On the positive side, interest rates and future interest rate expectations have come down notably, which has stabilized the equity market in the near term. The Fed’s next meeting is on May 3rd, and the market currently expects a toss-up between no rate hike and a quarter percent rate hike. The market is also hopeful that the Fed will reverse course and cut interest rates later in the year as the economy slows and inflation cools. We expect inflation to decline in the coming months, but how nimbly the Fed will respond to changing conditions is unclear and a potential source of risk.
The labor market has shown very early signs of softening around the edges, which is both healthy and welcome for the economy. Weekly initial unemployment claims remain at historically low levels around 200k/week, but should these readings jump toward 300k/week and beyond then downward momentum could develop in the economy. Similarly, should high-yield credit spreads rise above the levels reached in mid-March that would indicate greater economic and market risk.

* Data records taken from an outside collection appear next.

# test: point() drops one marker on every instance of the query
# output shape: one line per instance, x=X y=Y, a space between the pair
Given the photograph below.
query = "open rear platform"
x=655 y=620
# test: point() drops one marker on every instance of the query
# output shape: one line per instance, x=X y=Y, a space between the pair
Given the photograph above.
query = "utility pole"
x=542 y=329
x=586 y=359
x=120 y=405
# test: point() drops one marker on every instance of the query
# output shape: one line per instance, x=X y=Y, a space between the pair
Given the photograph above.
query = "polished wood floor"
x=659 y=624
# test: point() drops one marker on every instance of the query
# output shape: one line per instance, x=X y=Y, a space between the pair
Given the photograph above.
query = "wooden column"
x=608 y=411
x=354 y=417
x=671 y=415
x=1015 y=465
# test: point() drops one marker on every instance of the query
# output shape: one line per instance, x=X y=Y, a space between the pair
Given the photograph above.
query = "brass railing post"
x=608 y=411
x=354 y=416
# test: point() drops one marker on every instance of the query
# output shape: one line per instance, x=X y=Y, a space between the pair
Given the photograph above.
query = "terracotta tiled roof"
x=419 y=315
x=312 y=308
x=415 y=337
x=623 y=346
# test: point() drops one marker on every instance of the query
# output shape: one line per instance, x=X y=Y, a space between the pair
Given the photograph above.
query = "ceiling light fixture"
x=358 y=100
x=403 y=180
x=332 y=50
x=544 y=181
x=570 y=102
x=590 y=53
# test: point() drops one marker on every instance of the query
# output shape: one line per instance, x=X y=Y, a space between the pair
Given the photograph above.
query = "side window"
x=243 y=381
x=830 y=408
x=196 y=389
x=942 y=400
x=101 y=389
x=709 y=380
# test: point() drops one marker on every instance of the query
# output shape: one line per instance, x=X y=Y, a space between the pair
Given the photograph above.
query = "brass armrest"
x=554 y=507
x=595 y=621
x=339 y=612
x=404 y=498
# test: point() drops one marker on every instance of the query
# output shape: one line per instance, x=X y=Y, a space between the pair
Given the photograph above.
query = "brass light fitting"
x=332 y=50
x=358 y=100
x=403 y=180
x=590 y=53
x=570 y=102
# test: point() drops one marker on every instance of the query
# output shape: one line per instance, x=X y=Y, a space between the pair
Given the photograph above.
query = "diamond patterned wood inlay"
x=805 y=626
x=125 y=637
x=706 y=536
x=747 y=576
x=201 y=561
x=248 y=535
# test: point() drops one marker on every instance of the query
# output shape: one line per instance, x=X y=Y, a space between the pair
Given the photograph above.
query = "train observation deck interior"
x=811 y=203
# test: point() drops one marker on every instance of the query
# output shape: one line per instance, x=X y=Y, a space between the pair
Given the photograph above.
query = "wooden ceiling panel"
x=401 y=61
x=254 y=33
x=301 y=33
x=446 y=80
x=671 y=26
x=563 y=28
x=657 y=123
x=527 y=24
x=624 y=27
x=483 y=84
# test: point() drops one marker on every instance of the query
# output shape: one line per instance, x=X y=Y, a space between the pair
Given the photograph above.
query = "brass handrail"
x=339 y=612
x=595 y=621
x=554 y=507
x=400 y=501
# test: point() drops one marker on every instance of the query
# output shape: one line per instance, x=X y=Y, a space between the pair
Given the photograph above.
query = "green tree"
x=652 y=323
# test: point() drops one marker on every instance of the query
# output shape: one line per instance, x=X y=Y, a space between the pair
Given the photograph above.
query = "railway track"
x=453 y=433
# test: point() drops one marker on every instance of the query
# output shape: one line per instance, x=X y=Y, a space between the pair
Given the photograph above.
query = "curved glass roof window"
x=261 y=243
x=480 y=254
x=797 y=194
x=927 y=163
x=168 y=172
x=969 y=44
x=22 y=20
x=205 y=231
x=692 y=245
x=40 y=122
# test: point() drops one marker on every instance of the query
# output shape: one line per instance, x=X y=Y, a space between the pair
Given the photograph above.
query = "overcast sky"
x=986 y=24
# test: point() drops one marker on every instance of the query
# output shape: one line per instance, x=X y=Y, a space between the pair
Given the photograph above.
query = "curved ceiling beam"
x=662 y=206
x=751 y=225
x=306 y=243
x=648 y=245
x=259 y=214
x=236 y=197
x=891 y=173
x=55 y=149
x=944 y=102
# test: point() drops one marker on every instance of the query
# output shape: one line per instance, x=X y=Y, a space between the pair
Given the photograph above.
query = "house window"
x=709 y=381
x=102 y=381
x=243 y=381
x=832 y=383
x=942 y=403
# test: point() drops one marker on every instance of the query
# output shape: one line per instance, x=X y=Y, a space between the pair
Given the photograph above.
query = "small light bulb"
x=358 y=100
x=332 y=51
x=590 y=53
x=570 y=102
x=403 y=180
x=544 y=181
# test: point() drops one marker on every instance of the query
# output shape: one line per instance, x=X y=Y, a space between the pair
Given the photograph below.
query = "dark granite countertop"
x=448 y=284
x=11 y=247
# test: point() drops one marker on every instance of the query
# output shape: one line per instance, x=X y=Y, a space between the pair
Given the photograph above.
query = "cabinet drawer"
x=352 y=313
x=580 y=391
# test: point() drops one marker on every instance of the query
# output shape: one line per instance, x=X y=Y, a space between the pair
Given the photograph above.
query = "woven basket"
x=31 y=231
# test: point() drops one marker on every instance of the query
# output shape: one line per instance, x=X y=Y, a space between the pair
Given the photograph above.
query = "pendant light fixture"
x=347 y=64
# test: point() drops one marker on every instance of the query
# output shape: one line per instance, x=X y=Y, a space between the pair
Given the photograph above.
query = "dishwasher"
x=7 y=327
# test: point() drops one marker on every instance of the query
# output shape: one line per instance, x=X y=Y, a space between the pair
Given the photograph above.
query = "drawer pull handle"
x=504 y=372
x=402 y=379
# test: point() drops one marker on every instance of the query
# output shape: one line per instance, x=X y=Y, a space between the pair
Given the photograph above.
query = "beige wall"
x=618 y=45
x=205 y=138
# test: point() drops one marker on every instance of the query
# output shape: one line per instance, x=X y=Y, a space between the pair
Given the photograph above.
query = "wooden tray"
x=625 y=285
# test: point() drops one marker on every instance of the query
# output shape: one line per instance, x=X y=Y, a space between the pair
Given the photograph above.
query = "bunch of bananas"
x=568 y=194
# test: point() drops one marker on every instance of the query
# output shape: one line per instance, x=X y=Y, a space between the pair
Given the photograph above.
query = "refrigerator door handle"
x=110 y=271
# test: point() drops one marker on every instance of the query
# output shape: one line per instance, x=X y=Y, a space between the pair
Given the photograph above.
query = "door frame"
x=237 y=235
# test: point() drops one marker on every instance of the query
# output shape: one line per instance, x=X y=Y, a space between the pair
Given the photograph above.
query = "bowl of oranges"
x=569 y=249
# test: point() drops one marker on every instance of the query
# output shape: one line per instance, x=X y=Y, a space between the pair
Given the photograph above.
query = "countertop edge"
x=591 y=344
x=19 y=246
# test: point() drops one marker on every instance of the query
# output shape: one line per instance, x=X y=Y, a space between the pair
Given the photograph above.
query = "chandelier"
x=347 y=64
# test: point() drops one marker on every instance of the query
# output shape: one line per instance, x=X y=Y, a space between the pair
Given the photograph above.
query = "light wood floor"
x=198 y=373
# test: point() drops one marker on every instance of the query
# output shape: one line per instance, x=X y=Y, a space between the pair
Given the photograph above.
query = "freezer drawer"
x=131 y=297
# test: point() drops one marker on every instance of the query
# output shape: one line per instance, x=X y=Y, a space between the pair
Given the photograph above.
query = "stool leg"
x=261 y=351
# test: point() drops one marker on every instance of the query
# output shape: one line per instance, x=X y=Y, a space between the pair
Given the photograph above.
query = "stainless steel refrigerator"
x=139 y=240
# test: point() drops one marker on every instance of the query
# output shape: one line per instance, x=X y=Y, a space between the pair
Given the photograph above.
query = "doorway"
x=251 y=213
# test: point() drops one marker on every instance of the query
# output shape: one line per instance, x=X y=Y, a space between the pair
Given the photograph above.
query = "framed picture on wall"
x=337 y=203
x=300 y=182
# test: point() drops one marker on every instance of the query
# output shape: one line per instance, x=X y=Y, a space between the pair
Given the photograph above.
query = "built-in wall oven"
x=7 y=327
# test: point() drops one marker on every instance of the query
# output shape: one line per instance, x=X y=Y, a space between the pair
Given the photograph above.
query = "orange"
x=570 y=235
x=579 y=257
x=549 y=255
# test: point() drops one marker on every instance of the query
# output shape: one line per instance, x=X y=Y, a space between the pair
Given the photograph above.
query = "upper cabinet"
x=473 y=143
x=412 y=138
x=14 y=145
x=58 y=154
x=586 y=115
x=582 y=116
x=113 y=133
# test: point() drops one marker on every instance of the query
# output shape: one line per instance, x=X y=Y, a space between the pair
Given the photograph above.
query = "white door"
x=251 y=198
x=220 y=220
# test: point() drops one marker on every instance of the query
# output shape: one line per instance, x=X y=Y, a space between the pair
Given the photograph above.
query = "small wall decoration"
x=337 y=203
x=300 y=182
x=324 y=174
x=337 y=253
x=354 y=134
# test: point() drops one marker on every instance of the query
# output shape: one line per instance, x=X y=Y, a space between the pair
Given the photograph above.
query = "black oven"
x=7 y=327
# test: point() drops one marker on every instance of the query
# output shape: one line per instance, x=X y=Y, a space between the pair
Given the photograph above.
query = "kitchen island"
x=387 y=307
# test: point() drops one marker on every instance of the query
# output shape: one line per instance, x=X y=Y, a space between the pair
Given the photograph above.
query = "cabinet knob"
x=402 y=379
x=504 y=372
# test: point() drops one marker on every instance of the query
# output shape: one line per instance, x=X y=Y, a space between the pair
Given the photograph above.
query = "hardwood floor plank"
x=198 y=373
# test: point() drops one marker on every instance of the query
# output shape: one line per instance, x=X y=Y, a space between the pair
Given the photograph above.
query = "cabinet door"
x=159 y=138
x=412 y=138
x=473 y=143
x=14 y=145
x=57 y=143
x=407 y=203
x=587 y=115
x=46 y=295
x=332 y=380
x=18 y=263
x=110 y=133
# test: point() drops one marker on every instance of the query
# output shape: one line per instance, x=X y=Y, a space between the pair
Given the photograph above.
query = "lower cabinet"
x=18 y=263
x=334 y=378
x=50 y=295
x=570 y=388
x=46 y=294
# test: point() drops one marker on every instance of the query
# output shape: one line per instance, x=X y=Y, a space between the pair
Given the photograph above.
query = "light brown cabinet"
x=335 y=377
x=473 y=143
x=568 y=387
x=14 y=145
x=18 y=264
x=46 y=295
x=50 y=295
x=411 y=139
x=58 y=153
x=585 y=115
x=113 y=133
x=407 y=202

We recommend a balanced approach to risk-taking and believe that 2023 will produce returns more in line with historical averages for both stocks and bonds. The technology sector has recently outperformed, which is typical when interest rate expectations fall sharply and the market quickly reprices areas of potential growth. On net, both stocks and bonds have experienced a favorable, albeit volatile, first quarter. Given the backdrop of a slowing economy and expected falling inflation and interest rates, it’s advisable to be neither too enthusiastic nor too pessimistic.
On the Horizon
The earnings season for the first quarter of 2023 is approaching. Expectations for this and future quarters have come down modestly, but we are less confident that corporate outlooks will exceed those already priced into the market.
We continue to believe there is sufficient economic stability to limit the downside momentum in both the economy and markets. Unlike the severe recessions of 2001 and 2008 where economic imbalances were extreme, the present slowdown can be largely alleviated by falling interest rates when the Fed eventually changes course.